Luxembourg-based Adria News, N1’s owner of record, added five new members to its board on September 23, including United Group CEO Stan Miller, a move that N1 Program Director Igor Bozic thinks continues on the plans discussed by Miller and Telekom Serbia CEO Vladimir Lucic.
Miller and Lucic discussed changes to the management of United Media (owned by United Group) and promises they said were made to Serbian President Aleksandar Vucic in that regard.
“It seems that conversation actually revealed the true intentions behind what is happening within United Group, and that they are not abandoning the plan. Terms like faster bank operations and similar were mentioned, which suggest that there is indeed some kind of plan. The cause for concern is that none of us were informed — we simply noticed an entry in the registry in Luxembourg,” Bozic told Danas daily, adding that the true intentions behind the move remain unknown.
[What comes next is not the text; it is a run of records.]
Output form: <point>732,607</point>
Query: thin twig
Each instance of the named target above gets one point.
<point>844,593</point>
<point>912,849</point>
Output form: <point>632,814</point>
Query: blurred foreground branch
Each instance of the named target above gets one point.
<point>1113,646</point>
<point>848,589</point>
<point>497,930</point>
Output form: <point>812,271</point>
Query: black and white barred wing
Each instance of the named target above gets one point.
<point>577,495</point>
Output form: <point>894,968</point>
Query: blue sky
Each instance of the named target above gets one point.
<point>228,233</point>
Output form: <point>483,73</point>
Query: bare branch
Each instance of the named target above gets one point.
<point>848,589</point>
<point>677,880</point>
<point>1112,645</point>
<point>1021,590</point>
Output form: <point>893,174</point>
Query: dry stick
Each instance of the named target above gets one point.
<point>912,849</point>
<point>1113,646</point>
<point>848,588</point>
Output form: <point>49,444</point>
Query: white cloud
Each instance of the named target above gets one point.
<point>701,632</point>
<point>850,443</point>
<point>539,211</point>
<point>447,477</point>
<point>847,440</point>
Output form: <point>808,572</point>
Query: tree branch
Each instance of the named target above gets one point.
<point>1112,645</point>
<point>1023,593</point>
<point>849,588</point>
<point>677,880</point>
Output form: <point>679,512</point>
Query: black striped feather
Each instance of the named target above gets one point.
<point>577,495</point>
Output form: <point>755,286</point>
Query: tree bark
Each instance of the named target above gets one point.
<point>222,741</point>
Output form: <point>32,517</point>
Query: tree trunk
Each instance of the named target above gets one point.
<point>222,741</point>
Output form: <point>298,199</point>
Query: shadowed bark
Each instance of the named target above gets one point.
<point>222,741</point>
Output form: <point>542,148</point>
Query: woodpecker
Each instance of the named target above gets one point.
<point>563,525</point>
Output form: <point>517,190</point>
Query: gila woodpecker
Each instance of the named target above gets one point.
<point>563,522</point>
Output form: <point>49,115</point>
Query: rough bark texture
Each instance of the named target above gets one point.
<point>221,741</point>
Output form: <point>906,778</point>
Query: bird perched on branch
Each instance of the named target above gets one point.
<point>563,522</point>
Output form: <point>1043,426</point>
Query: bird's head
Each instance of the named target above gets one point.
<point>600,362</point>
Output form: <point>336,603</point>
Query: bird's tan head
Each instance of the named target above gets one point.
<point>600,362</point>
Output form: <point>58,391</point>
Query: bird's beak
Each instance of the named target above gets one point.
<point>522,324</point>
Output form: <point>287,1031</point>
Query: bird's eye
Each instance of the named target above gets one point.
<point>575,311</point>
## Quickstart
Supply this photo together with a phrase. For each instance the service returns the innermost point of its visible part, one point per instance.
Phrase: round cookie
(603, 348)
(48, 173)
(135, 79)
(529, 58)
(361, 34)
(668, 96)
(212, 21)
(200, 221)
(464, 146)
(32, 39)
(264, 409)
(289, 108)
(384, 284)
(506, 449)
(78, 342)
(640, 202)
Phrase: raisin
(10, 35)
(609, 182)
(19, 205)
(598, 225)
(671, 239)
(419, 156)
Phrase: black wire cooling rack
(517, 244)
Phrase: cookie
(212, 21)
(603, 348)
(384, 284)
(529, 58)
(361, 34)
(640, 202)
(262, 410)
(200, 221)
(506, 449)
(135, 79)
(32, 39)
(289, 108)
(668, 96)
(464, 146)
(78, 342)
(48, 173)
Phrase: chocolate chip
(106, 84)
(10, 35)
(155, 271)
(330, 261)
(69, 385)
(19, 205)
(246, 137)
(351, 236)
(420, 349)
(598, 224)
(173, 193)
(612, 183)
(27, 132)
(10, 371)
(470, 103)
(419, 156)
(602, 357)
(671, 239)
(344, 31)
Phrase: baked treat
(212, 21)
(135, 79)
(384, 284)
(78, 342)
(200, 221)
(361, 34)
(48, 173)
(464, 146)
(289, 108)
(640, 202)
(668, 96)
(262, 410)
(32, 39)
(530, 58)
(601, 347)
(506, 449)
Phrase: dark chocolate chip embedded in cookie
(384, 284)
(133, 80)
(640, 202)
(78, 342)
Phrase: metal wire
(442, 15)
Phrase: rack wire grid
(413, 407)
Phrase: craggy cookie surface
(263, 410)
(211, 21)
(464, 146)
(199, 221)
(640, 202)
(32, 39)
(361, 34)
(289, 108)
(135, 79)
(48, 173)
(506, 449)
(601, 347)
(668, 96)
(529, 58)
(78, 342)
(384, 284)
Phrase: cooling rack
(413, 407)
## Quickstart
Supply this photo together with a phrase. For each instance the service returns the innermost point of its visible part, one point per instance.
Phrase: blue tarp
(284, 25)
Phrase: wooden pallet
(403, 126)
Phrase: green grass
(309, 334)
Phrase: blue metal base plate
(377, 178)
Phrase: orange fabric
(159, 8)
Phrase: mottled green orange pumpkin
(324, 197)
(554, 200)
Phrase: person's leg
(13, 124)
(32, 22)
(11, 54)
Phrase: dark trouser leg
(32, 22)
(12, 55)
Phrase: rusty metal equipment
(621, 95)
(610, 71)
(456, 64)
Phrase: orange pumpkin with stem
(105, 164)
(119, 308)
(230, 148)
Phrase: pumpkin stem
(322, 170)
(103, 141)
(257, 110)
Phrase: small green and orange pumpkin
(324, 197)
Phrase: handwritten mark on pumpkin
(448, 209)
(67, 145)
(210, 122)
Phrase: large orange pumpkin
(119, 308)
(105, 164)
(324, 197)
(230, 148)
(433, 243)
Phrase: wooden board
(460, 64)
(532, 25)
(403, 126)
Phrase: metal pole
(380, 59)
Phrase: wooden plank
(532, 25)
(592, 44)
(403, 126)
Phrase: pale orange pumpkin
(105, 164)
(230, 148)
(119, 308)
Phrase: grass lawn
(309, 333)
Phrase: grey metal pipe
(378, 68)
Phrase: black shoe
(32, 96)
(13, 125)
“We know they have been appointed as A-class managers, and our previous directors have been shifted to B-class managers. We still don’t have any explanation as to what that actually means. We assume they can now launch a reorganization of N1 without our knowledge. We’ve sent them a letter — primarily to the majority owner — in asking for clarification and what this will mean for our day-to-day operations,” he said. According to him, there is cause for concern that the decision could hamper or jeopardize N1’s independent editorial policy.
“We have our Editorial Guidelines, which were drafted by Editorial Board member Peter Horrocks, a longtime BBC journalist, where editorial policy is clearly separated from management,” Bozic said.
Danas recalled that Vucic said in February that some United Media journalists would lose their jobs and that he personally would give some of them jobs. Bozic said that he doesn’t know if the goal is simply to shut N1 down or even if that was Vucic’s idea when making deals.
“I don’t know exactly what it’s about, but it’s evident that the timing aligns with what he said back in February. He said then: ‘I’ll ask them in November — some will be fired, and I will give some of them jobs.’ It looks like the plan he made back then is now being carried out. We’re approaching November, and there culd be a link to his statement. We are not getting firm guarantees from our majority owners that this is not the case. Aside from declarative support for free and independent journalism, we haven’t received any concrete guarantees or explanations about what’s going on inside the company,” he said.
The changes on the United Group board come just a month after the OCCRP investigative network published a recording of the conversation between Miller and Lucic, in which the UG CEO spoke about reducing United Group’s operations in Serbia. According to the recording, the decision was made after a deal between Vucic and Nikos Stathopoulos, an senior manager at the BC Partners investment fund which has a majority stake in United Group.